Kudret Ozersay, who oversees foreign matters in the north, issued a written statement on Tuesday saying that the government in the south was behaving in a way that could damage relations between the two communities on the island, according to Turkish Cypriot media.
“It is becoming apparent that unfortunately the Greek Cypriot leadership cannot stand the idea of letting Turkish Cypriots catch a breath, not only in politics, culture, and sports, but also in the economy sector,” Ozersay wrote.
Ozersay, a former professor and chief negotiator, said he saw a contradiction in the Greek Cypriot side towards Turkish Cypriots, on one hand by blocking economic activity and on the other hand by calling for improved relations between the two sides.
'We are faced with a mentality trying to keep us out of the global economy but then also calling for better relations between the two communities'
“We are faced with a mentality through which letters are being sent everywhere trying to keep us out of the global economy but then also calling for better relations between the two communities,” Ozersay wrote.

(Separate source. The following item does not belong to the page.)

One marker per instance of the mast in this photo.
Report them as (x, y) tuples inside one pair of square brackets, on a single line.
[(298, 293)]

“I’m sorry, but this is blatant hypocrisy,” Ozersay said.
According to CNA News Agency, Ozersay said that higher education and tourism were vital industries in the north but Greek Cypriots were targeting both.
He also said that while graduates from Eastern Mediterranean University in the north are being accepted everywhere in the world and their diplomas are being recognised without difficulty, in the south foreign ministry officials of the Republic are putting hurdles and trying to block the cooperation between EMU and Oxford University.
“This has no legal standing,” Ozersay said.
He described actions by foreign ministry officials in the Republic as “outdated methods” in an era when people in the south spend money when they cross over to the north, he said.
Ozersay also made references to past arrests of boat captains by Greek Cypriot authorities, saying officials in the Republic of Cyprus would detain captains who crossed into the south for a visit on the basis that they had used unrecognised ports in the north.
“But now they are also going after the countries who register these ships. What kind of mentality is this? When the Turkish Cypriot is calling for a change in the mentality, this is what it is talking about,” Ozersay said.